In this exhibition, both strands are interwoven: Seidel’s photographs of outsiders are shown alongside Brohm’s images of modernist architecture. Yet, there is also a third element. The two artists have invited an outsider, Michael Pleißner (†2025), as a guest artist. He contributes a series of dream houses – both architectural models and sculptures – whose
intricate, ornamental forms stand in striking contrast to the purity ideals of Classical Modernist architecture.
And yet, both belong equally to the idea of modernity. For modernity, in its very structure, is dialectical: the more radically it manifests the rational and the reduced, the more urgently it requires a counterpole of the wild and chaotic. It is only by defining outsiders that something else can be declared the norm. One cannot exist without the other, and the dynamic, the progress of modernity itself, derives precisely from its ability to integrate resistance to itself from the very beginning. This may even constitute its particular distinction from other epochs. Thus, the title EIGEN MODERN can also be read as suggesting that the exhibition, through its exemplary works, allows us to trace this distinctive self-relation of modernity – and, in doing so, to understand it more deeply.

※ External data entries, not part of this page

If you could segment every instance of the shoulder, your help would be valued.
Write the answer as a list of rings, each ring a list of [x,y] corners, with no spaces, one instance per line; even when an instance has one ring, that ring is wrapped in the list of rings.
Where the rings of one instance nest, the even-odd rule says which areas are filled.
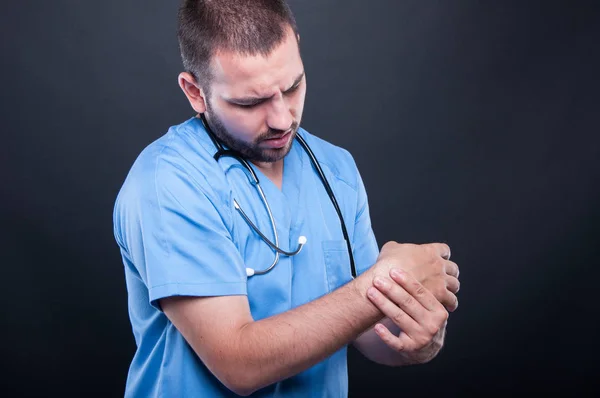
[[[358,189],[358,168],[354,157],[347,149],[334,145],[302,128],[299,129],[299,133],[324,170],[328,170],[334,178],[346,183],[355,191]]]
[[[143,211],[159,208],[165,195],[178,193],[179,201],[204,196],[214,204],[228,202],[230,189],[212,157],[212,142],[195,119],[171,126],[140,152],[115,200],[115,228],[119,218],[140,218]]]

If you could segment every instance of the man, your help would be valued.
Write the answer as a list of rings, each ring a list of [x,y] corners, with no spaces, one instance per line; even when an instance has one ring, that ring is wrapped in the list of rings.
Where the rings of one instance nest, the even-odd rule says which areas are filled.
[[[179,40],[179,85],[197,116],[140,154],[115,205],[137,344],[126,396],[344,397],[350,343],[390,366],[431,360],[458,267],[444,244],[378,252],[352,157],[299,127],[306,75],[287,5],[185,1]],[[331,185],[354,267],[296,135]],[[269,213],[238,160],[215,160],[217,142],[250,162],[279,246],[306,236],[300,253],[273,261],[238,205],[267,235]]]

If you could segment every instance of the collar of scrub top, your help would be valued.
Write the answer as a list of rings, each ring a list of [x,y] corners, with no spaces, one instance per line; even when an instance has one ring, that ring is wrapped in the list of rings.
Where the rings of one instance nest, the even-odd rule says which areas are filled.
[[[250,163],[248,163],[248,161],[246,159],[244,159],[238,152],[231,150],[231,149],[225,149],[223,147],[223,145],[221,144],[221,142],[219,141],[217,136],[214,134],[212,129],[209,127],[208,122],[206,121],[206,117],[204,116],[204,113],[200,113],[200,120],[202,121],[202,124],[204,125],[204,129],[206,130],[208,136],[210,137],[211,141],[215,145],[215,148],[217,148],[217,152],[213,155],[213,158],[218,162],[219,159],[224,156],[232,157],[232,158],[236,159],[238,162],[240,162],[240,164],[242,164],[242,166],[244,166],[244,168],[249,172],[248,180],[250,181],[250,184],[252,184],[253,186],[256,187],[256,189],[261,197],[261,200],[263,202],[263,205],[265,206],[265,209],[267,210],[267,213],[269,214],[269,220],[271,222],[271,229],[273,230],[273,236],[275,237],[275,242],[271,242],[271,240],[269,238],[267,238],[256,225],[254,225],[252,220],[250,220],[250,218],[246,215],[246,213],[244,212],[242,207],[239,205],[237,200],[235,200],[235,198],[233,199],[234,207],[238,211],[238,213],[240,213],[240,215],[242,216],[244,221],[246,221],[246,223],[250,226],[250,228],[252,228],[252,230],[254,230],[254,232],[256,232],[258,234],[258,236],[260,236],[260,238],[267,245],[269,245],[269,247],[271,249],[273,249],[275,251],[275,259],[273,260],[273,263],[269,267],[265,268],[264,270],[255,270],[253,268],[246,268],[246,275],[248,277],[250,277],[253,275],[266,274],[271,269],[273,269],[273,267],[275,267],[275,265],[279,262],[279,254],[283,254],[284,256],[295,256],[296,254],[300,253],[300,251],[302,250],[302,247],[306,243],[306,237],[302,235],[298,238],[298,247],[294,251],[285,251],[285,250],[282,250],[279,248],[279,238],[277,236],[277,227],[275,226],[275,218],[273,217],[273,213],[271,212],[271,207],[269,206],[269,202],[267,201],[267,198],[262,190],[262,187],[260,186],[260,181],[258,179],[258,176],[256,175],[256,172],[254,171],[252,166],[250,166]],[[346,229],[346,223],[344,222],[342,212],[337,203],[337,200],[335,198],[333,190],[331,189],[331,186],[329,185],[329,181],[327,181],[327,178],[325,177],[325,174],[323,173],[323,169],[321,169],[321,166],[319,165],[319,162],[317,161],[313,151],[310,149],[310,147],[308,146],[308,144],[306,143],[304,138],[302,138],[302,136],[300,136],[300,134],[296,133],[296,140],[300,143],[300,145],[302,146],[304,151],[308,154],[308,157],[310,158],[310,161],[311,161],[313,167],[317,171],[317,174],[319,175],[319,178],[321,179],[321,182],[323,183],[323,186],[325,187],[325,190],[327,191],[327,195],[329,196],[329,199],[331,200],[331,203],[333,204],[333,207],[335,208],[336,213],[340,219],[342,234],[344,235],[344,239],[346,241],[346,246],[348,248],[348,255],[349,255],[349,259],[350,259],[350,270],[352,272],[352,277],[356,278],[356,267],[354,265],[354,256],[352,254],[352,246],[350,244],[350,239],[348,237],[348,230]]]

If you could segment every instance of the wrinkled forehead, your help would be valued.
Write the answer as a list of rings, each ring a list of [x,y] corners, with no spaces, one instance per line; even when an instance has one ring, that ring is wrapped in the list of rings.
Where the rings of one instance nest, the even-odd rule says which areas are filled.
[[[289,86],[302,71],[298,41],[290,29],[267,56],[217,51],[211,61],[211,90],[229,97],[266,95]]]

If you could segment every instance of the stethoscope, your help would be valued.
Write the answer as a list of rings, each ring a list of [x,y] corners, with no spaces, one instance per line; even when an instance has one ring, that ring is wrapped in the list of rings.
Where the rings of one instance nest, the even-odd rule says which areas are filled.
[[[213,156],[214,159],[218,163],[219,159],[221,159],[223,156],[228,156],[228,157],[232,157],[232,158],[236,159],[238,162],[240,162],[240,164],[242,164],[242,166],[244,166],[244,168],[246,168],[246,170],[248,170],[250,172],[249,181],[252,185],[254,185],[256,187],[258,194],[260,195],[260,198],[263,202],[263,205],[265,206],[265,209],[267,210],[267,213],[269,214],[269,220],[271,222],[271,228],[273,230],[273,236],[275,237],[275,242],[272,242],[269,238],[267,238],[258,229],[258,227],[256,225],[254,225],[252,220],[250,220],[250,218],[246,215],[246,213],[244,212],[244,210],[242,209],[240,204],[237,202],[237,200],[235,198],[233,199],[233,205],[234,205],[235,209],[238,211],[238,213],[240,213],[240,215],[242,216],[244,221],[246,221],[248,226],[250,226],[250,228],[252,228],[252,230],[254,230],[254,232],[256,232],[258,234],[258,236],[260,236],[260,238],[267,245],[269,245],[269,247],[271,249],[273,249],[273,251],[275,251],[275,259],[273,260],[273,263],[268,268],[265,268],[264,270],[255,270],[253,268],[246,268],[246,275],[248,277],[251,277],[253,275],[264,275],[267,272],[269,272],[270,270],[272,270],[273,267],[275,267],[275,265],[277,265],[277,263],[279,262],[280,254],[291,257],[291,256],[295,256],[296,254],[300,253],[300,251],[302,250],[302,247],[304,247],[304,244],[306,243],[306,237],[300,236],[298,238],[298,247],[294,251],[285,251],[285,250],[279,248],[279,237],[277,236],[277,227],[275,226],[275,218],[273,217],[273,213],[271,212],[271,207],[269,206],[267,197],[265,196],[265,193],[263,192],[262,187],[260,186],[260,181],[258,180],[258,176],[254,172],[254,169],[250,166],[248,161],[246,159],[242,158],[237,152],[230,150],[230,149],[223,148],[223,145],[217,139],[217,137],[215,136],[215,134],[209,127],[208,122],[206,121],[206,118],[203,113],[200,114],[200,120],[202,120],[202,124],[204,125],[204,128],[205,128],[206,132],[208,133],[208,136],[210,137],[213,144],[217,148],[217,153],[215,153]],[[308,144],[306,143],[304,138],[302,138],[300,136],[300,134],[296,134],[296,140],[298,140],[298,142],[300,143],[302,148],[304,148],[304,151],[308,154],[308,157],[310,158],[312,165],[314,166],[315,170],[317,171],[317,174],[319,175],[319,178],[321,179],[321,182],[323,183],[323,186],[325,187],[325,190],[327,191],[327,195],[329,195],[329,199],[331,199],[331,203],[333,203],[333,207],[335,208],[335,211],[340,219],[340,224],[342,227],[342,234],[344,235],[344,239],[346,241],[346,246],[348,247],[348,255],[350,257],[350,270],[352,272],[352,277],[355,278],[356,277],[356,268],[354,266],[354,256],[352,255],[352,246],[350,245],[350,238],[348,237],[348,230],[346,229],[346,223],[344,223],[344,217],[342,217],[342,212],[340,210],[340,206],[338,205],[337,200],[335,199],[335,195],[333,194],[333,190],[331,189],[331,186],[329,185],[329,182],[327,181],[327,178],[325,177],[325,174],[323,173],[323,169],[321,169],[319,162],[317,162],[317,159],[315,158],[315,154],[310,149],[310,147],[308,146]]]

No medium fits this theme better than photography. Photography is THE medium of modernity: on the one hand, considered as objective and cool as the ,form follows function´ paradigm; on the other, its technical conditions have constantly provoked experimentation and contradiction. The history of photography is therefore also a history of diverse
outbursts and technical explorations. In EIGEN MODERN, this becomes visible through the combination of various important modes of photography – from black and white to inverted images – brought together in one exhibition.